In the absence of structural knowledge on the target protein, the bound ligand conformer (BLC) can be constructed approximately by an indirect drug-design approach that uses a set of ligands binding to the same target. Once the bound ligand conformer (BLC) is known, different strategies of drug design can be pursued. The indirect drug-design approach of the present study is based on the assumption that a set of ligands with chemically different architecture binding to the same target protein carry hidden information of their corresponding true BLCs. It is shown how this information can be extracted by pairwise flexible structure alignment (FSA) using molecular dynamics (MD) simulations with attractive intermolecular interactions that derive from the molecular similarity of the ligands and allow the ligands to adopt the same space. The FSA approach is performed with a newly designed module overlap in the experimental CHARMM-29a1, which soon will become publicly available.
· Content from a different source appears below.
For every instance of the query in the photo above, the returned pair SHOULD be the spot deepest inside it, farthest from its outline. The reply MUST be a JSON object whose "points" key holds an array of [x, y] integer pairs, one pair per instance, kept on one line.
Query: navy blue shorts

Combining the conformations obtained from FSA of different ligand pairs yields consensus ligand conformers (CLCs) that should be similar to the BLCs. This procedure was validated on HIV-1 protease (HIV-P), where at present 44 crystal structures with bound ligands of sufficiently diverse chemical composition are available. The FSA approach identifies four different clusters of HIV-P BLCs. These clusters are consistent with the H-bond patterns of the ligands bound to HIV-P in the crystal structures exhibiting four different binding modes. The cluster-specific CLCs are indeed very similar (rmsd ≈ 2 Å) to the corresponding BLCs from the crystal structure, demonstrating the feasibility of the present approach.